The guards stand outside. The village chief and Le accompany him to call on the host representing the bereaved family. They have to cross a huge patio, one covered not with tiles but with slabs of green stone each about two feet on a side, placed in perfect alignment and giving the area in front of the house where the funeral is to take place the look more of a temple patio than a country villager’s front yard. The residence compound is built in the form of a “gate”: the main building in the middle, with five very large rooms and antique tiles on the roof, and two houses, one on either side, no less
grand, each one also with five rooms facing the large patio. As he quickly looks around, he thinks:
“The doors are high and the rooms are large but when you leave for the last time, you have only your empty hands.” Then, in spite of himself, he sighs deeply.
From behind, Le steps up and gives him an envelope: “Mr. President, this is the money to donate in consolation.”
Mechanically he takes the envelope, not knowing how much money it holds or how much is enough. The memory of generous country customs, the fleeting images of funerals, weddings during his youth, all now faded, have not left a single mark. In his daily life now he never touches money or any other kind of expensive object. In reality he has never had money in his hands though his picture is on every piece of paper currency used throughout the entire nation.
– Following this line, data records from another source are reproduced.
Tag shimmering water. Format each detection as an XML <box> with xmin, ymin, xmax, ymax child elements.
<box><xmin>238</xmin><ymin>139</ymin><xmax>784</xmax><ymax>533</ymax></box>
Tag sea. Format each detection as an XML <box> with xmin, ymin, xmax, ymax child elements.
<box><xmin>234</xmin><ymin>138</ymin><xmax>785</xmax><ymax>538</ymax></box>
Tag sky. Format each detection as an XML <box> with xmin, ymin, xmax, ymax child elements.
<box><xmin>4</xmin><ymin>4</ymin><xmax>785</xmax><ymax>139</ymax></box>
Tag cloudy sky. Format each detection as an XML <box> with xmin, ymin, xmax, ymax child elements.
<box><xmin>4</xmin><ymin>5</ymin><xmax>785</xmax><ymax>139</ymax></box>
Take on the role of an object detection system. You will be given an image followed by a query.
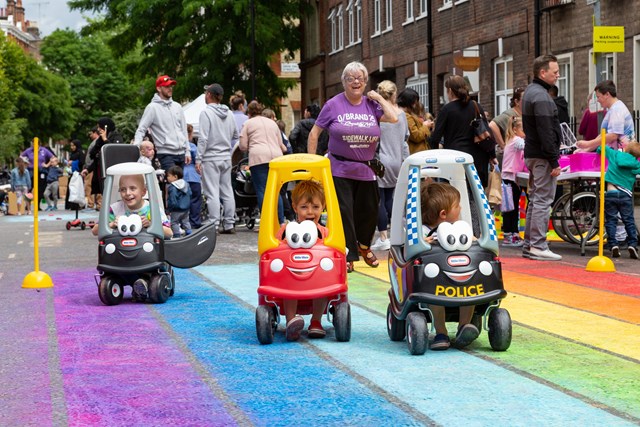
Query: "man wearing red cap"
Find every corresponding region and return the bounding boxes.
[134,76,191,170]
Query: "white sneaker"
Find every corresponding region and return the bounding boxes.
[369,237,391,251]
[529,247,562,261]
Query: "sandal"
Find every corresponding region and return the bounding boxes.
[358,245,380,268]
But he sees that the eyes of the villagers are discreetly looking at the envelope in his hand, and, for the first time in his life, he is confused about the real value of those flimsy pieces of paper that one can spend.
A suspicion makes him frightened: “How much did they put in it? Will they disappoint these people?”
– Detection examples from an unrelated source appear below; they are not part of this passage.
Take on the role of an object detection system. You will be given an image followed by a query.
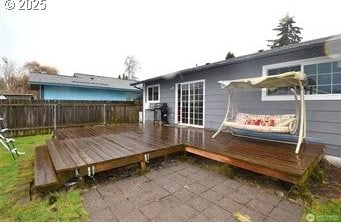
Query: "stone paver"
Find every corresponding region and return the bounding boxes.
[83,162,303,222]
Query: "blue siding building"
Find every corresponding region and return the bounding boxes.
[29,73,141,101]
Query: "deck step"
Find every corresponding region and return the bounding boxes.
[34,145,58,188]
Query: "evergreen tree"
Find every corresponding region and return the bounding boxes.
[225,51,235,60]
[268,15,302,49]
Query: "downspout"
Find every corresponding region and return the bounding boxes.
[142,83,146,124]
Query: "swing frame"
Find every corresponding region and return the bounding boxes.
[212,72,307,154]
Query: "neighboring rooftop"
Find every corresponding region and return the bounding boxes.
[29,73,138,91]
[132,34,341,85]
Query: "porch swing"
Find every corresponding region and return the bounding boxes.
[212,72,307,154]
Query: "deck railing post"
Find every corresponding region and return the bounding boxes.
[53,104,57,131]
[103,104,107,125]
It is true that life asks us only for hard, practical value. But only far too late do we ever understand just what such value is and where it lies.
“Always after the fact,” he thinks in French.
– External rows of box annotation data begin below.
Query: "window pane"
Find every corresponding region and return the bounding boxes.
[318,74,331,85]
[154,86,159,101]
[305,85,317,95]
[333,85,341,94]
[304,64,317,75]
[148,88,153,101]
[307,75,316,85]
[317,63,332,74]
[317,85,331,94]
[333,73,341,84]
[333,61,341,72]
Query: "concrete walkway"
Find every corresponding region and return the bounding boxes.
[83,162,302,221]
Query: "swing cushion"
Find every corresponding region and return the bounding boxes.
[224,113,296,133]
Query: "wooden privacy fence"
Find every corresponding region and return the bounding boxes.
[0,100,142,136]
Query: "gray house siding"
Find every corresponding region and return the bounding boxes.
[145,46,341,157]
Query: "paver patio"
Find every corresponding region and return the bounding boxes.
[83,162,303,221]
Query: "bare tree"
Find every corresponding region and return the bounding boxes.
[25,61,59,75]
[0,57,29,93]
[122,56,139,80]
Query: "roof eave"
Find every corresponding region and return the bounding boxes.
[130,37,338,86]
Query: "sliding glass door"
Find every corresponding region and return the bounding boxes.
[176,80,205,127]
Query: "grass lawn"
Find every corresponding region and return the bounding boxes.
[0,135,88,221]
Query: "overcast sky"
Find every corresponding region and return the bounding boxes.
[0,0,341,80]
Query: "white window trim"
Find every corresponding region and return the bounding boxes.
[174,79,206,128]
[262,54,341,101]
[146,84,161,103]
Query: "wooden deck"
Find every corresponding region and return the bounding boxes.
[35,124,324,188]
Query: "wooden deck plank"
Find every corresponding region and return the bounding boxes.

Another silent sigh resonates within his heart.
“Please, Mr. President, approach the altar.”
The female village chief guides him, going up first with him following; this tall woman with the broad shoulders of a very practiced martial arts adept could be a professional bodyguard.
“Why hasn’t the Ministry of the Interior recruited her for a bodyguard? That is a waste of talent,” he thinks as he steps up before the altar. It is a large standing chest, the upper part for an altar and the lower part for storage, made from four special kinds of wood, elaborately carved with dragons, unicorns, tortoises, and phoenixes with mother-of-pearl inlays, more a work of art than something for household use. The cabinet is placed against the middle of the wall opposite the main door. A large bronze incense burner is smoking. Two vases are filled with amaranths and peonies and varieties of wildflowers. He places the envelope on a large porcelain plate with a deep-jade-colored glaze, filled with other envelopes handmade from all kinds of paper scraps.
“I, your humble servant, am very grateful, Mr. President.”
“I, your humble servant, thank you.”
A woman and a young boy come up before him, formally bowing down on their knees to him. He feels disturbed because people kneel down like that only before sainted spirits or the altar for their ancestors.
“Don’t; no need. Please have the family stand.”
He lifts the child up, realizing that what he had suspected yesterday was correct: the child is about twelve or thirteen. The loosely fitting mourning shift hiding his body makes him look smaller. The mourning headband has slipped down to his nose, but when the boy looks up, he sees a lovely face with long, finely drawn eyebrows and the eyes of a man.
“The child is good-looking; he will be very handsome when he grows up.”